Однако, давно известно: олимпийцы никогда и ни во что не вмешиваются напрямую. Только через посредников. И это правильно. Ведь тогда им не придётся сталкиваться лоб в лоб с другими завсегдатаями священного Олимпа. Место для манёвра должно быть всегда…

В случае с аргонавтами такой посредник был найден. Им стала… Медея. В этом не было ничего удивительного: ведь она была лицом незаинтересованным, а значит, свободным в своих действиях. А чтобы ей легче было справиться с возложенными на неё обязанностями, прелестный сынишка Афродиты Эрот пронзил сердце волшебницы любовной стрелой к Ясону. Она и воспылала. Особенно после того, как увидела своего суженого в отцовском дворце. Так что Медею упрашивать не пришлось. Она сама пришла аргонавтам на помощь.

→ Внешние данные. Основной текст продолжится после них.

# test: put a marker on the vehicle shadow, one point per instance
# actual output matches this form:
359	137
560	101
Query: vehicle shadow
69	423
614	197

Свидание с Ясоном оказалось трогательно романтичным. Юноша получил из рук волшебницы мазь, делающую его непобедимым. И это ещё не всё. Медея ведь была писаной красавицей, что не могло не произвести должного эффекта. Он и случился: Ясон влюбился в свою потенциальную спасительницу. Что неудивительно.


***

Ясон выполнил поручение Эета. Пришлось ему нелегко, но волшебная мазь не подвела: враги были побеждены! Казалось бы, дело за малым: получай Золотое руно и плыви домой, в Иолк. Но не тут-то было.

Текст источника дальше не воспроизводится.